Ob der Unterricht Spaß macht, hängt ganz davon ab, wie er gestaltet wird. Mangelnde Begeisterung für den Schulstoff liegt oft nicht nur am Inhalt: ein Lehrer muss sein Wissen auf eine Weise vermitteln, die den Ansprüchen seiner Schülergeneration gerecht werden. Und die sind im Zeitalter der neuen Medien und des Internets gestiegen. Gleichzeitig stehen einem Lehrer heute Möglichkeiten offen, die vor zwanzig Jahren noch unbekannt waren. So findet er auf modernen Internetplattformen wie z. B. meinUnterricht.de ein ständig aktualisiertes Angebot von Arbeitsmaterialien, mit denen der Unterricht für alle Jahrgangsstufen ansprechend gestaltet werden kann.

 

Wer mitmacht, lehrt besser

 

Wenn man die Routine der Schulstunden aufbrechen will, ist es unerlässlich, die Schüler durch interaktive Elemente im Unterricht zum Mitmachen zu animieren. Dann können sich Schüler ebenso wie Lehrer verstärkt selbst im Unterricht mit einbringen. Projektwochen, Klassenspiele, selbstständige Arbeitsorganisation mit dem Wochenplan erzeugen Interesse für die vermittelten Inhalte und erhöhen langfristig die Aufnahmebereitschaft der Schüler für Neues. Wer als Lehrer Einsatz und Begeisterung zeigt, steckt damit auch seine Klasse an.

 

Freie Stellen im sonnigen Südwesten

 

Man muss sich also lediglich von der überholten Vorstellung des langweiligen Frontalunterrichts verabschieden, und plötzlich wirkt der Beruf des Lehrers sehr attraktiv. Ein Beruf mit glänzenden Perspektiven ist es ohnehin, denn der Bedarf an Lehrkräften wird in den nächsten Jahren noch steigen. In Baden-Württemberg ist die Lehrerkrise schon jetzt so dramatisch, dass das Land Nachwuchskräfte aus Berlin mit der Aussicht auf Verbeamtung abzuwerben versucht.
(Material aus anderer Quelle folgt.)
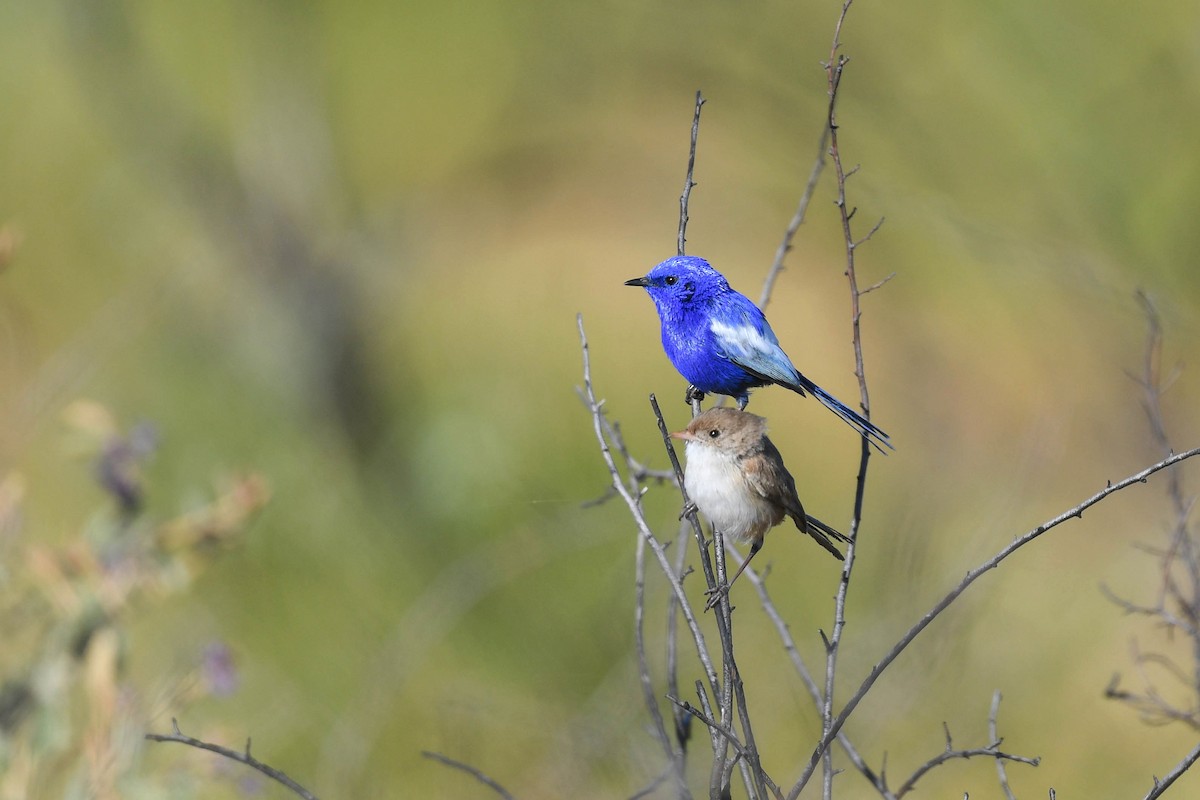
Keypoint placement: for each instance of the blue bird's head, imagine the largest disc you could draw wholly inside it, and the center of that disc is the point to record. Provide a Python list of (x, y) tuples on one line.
[(682, 282)]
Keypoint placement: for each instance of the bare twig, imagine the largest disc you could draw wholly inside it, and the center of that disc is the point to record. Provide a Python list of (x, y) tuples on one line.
[(993, 733), (469, 770), (834, 68), (688, 182), (673, 755), (635, 509), (1163, 785), (793, 227), (957, 591), (988, 751), (793, 654), (233, 755), (732, 685), (1177, 603)]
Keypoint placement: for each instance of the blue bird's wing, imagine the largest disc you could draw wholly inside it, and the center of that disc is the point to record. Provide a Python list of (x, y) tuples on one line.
[(745, 338)]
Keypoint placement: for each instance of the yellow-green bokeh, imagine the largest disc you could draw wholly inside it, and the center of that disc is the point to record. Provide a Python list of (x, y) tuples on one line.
[(343, 245)]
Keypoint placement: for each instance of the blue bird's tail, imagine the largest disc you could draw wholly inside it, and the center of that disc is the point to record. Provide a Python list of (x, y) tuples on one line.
[(865, 427)]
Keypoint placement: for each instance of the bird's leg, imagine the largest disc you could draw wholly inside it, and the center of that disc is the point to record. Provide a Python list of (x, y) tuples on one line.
[(724, 590)]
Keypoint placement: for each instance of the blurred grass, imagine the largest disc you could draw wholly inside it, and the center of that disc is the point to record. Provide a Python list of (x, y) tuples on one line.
[(345, 245)]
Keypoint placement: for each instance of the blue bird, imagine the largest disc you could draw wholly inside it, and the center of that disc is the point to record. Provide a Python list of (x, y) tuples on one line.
[(723, 344)]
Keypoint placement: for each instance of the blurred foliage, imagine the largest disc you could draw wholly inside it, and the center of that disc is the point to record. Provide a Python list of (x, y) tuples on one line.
[(69, 716), (342, 245)]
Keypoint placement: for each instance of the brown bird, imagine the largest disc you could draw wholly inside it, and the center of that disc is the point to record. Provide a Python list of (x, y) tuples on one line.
[(737, 479)]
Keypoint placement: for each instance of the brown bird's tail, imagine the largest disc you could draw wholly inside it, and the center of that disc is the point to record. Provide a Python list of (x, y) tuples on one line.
[(823, 533)]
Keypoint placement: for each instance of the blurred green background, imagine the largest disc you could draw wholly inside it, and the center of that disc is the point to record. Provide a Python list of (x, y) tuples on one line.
[(343, 245)]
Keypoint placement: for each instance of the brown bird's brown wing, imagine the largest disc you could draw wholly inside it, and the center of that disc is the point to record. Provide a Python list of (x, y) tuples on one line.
[(771, 479)]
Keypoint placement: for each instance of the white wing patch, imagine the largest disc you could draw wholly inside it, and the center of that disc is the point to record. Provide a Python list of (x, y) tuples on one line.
[(742, 341)]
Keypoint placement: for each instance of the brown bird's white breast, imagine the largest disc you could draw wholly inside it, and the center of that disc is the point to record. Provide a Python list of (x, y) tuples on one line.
[(715, 485)]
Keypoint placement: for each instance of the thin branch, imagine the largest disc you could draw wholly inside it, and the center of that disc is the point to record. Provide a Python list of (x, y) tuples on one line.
[(793, 227), (990, 751), (993, 733), (232, 755), (785, 635), (733, 690), (635, 509), (469, 770), (675, 757), (1161, 786), (682, 727), (688, 182), (713, 725), (834, 68), (1140, 476)]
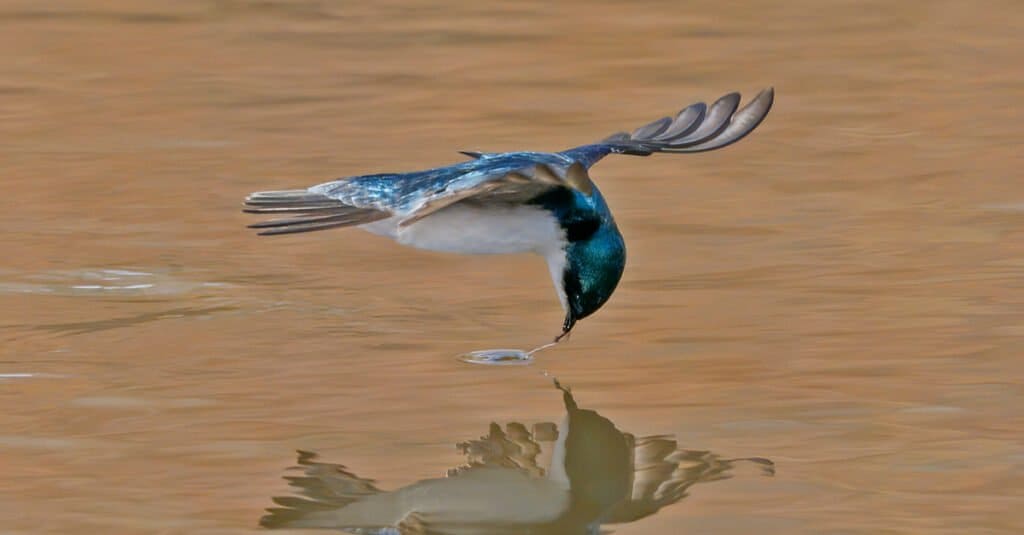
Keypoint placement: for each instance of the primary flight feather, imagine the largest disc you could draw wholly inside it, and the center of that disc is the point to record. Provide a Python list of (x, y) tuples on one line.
[(513, 202)]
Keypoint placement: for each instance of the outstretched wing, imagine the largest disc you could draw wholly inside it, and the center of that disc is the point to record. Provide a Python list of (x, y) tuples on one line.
[(508, 177), (696, 128)]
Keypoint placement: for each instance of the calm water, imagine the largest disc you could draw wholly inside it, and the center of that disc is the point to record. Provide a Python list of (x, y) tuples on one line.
[(840, 293)]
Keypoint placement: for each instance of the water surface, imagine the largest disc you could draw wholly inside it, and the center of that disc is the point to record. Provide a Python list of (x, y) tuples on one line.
[(840, 292)]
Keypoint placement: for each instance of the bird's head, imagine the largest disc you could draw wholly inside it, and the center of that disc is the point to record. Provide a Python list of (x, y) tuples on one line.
[(595, 257)]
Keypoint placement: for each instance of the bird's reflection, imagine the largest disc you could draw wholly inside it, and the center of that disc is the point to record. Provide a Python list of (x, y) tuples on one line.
[(543, 480)]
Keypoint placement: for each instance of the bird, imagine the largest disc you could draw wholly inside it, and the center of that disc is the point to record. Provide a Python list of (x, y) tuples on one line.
[(513, 202), (595, 475)]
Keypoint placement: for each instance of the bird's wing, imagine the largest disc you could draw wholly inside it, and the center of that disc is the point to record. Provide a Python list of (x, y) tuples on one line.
[(502, 184), (508, 177), (696, 128)]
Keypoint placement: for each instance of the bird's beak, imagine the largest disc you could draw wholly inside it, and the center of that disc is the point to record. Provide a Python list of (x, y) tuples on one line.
[(566, 327)]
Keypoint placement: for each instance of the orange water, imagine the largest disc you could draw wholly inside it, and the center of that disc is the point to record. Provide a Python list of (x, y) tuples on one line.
[(841, 292)]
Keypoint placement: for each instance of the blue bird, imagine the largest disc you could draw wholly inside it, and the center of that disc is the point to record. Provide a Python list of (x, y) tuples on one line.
[(496, 203)]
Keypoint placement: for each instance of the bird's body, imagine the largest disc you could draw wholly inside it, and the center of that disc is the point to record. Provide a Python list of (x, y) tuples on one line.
[(498, 203)]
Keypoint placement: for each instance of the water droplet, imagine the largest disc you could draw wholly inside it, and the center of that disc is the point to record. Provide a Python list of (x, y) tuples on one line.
[(498, 357)]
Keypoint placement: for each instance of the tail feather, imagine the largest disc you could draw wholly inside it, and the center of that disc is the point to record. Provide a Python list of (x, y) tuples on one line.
[(312, 212)]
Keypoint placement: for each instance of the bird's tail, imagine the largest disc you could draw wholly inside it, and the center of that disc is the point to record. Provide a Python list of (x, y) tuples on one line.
[(331, 497), (307, 211)]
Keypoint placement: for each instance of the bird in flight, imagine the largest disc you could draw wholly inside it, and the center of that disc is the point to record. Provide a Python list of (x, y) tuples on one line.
[(515, 202)]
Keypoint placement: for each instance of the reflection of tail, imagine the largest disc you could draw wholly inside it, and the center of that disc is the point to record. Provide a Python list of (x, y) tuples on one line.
[(333, 496)]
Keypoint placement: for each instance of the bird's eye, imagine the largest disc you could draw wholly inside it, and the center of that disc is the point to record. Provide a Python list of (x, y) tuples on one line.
[(582, 230)]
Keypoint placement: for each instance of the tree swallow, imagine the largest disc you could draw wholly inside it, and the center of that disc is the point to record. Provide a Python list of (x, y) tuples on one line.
[(495, 203)]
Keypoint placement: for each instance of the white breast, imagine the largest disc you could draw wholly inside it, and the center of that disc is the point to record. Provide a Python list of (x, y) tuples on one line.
[(466, 229)]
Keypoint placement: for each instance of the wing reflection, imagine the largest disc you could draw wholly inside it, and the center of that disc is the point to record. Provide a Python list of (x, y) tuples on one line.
[(517, 480)]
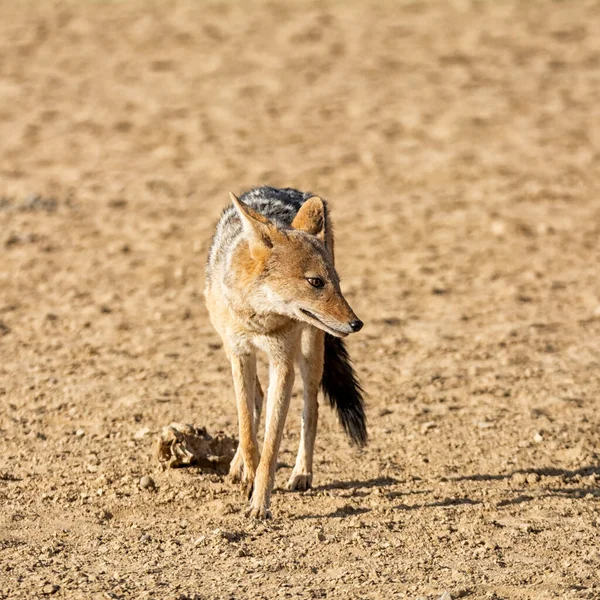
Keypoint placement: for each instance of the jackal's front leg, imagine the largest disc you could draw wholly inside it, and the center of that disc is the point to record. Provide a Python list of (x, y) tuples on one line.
[(243, 368), (236, 468), (312, 351), (278, 401)]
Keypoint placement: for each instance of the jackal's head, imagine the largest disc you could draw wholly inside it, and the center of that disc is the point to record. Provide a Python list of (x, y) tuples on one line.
[(290, 271)]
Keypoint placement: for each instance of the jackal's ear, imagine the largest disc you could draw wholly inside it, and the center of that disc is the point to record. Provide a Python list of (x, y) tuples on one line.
[(312, 218), (258, 229)]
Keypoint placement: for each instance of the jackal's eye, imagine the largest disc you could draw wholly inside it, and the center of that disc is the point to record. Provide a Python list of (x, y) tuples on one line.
[(315, 282)]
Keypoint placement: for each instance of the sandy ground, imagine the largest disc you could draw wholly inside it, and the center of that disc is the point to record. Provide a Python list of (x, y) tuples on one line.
[(458, 144)]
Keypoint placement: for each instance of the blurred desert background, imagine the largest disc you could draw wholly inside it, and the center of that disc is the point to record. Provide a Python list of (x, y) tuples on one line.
[(458, 143)]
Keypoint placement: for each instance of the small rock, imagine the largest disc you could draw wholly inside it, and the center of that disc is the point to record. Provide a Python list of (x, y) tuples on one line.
[(104, 515), (50, 589), (427, 426), (141, 433), (147, 483), (230, 536), (520, 478)]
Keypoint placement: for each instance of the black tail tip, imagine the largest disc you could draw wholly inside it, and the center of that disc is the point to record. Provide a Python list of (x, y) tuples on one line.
[(341, 386)]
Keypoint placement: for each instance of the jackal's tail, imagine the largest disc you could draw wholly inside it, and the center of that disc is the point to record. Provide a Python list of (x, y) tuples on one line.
[(343, 390)]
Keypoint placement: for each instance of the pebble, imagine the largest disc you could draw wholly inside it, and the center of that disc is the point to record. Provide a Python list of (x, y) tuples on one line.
[(141, 433), (427, 426), (520, 478), (50, 589), (147, 483)]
Da sollten motivierten jungen Kräften aus der Hauptstadt wirklich die Ohren klingeln, schließlich ist Berlin auch die Hauptstadt der prekären Beschäftigungsverhältnisse: etwa 100 000 Berliner in Vollzeitbeschäftigung haben ein geringeres Einkommen als 1200 Euro brutto, dazu müssen tausende Freelancer gerechnet werden, die gar nicht erst erfasst werden und oft noch weniger verdienen.

 

Wer also noch am Anfang seiner Ausbildung steht und Lust hat, sein Leben lang dazuzulernen, sollte sich vielleicht für einen Beruf mit Zukunft und Sommerferien entscheiden.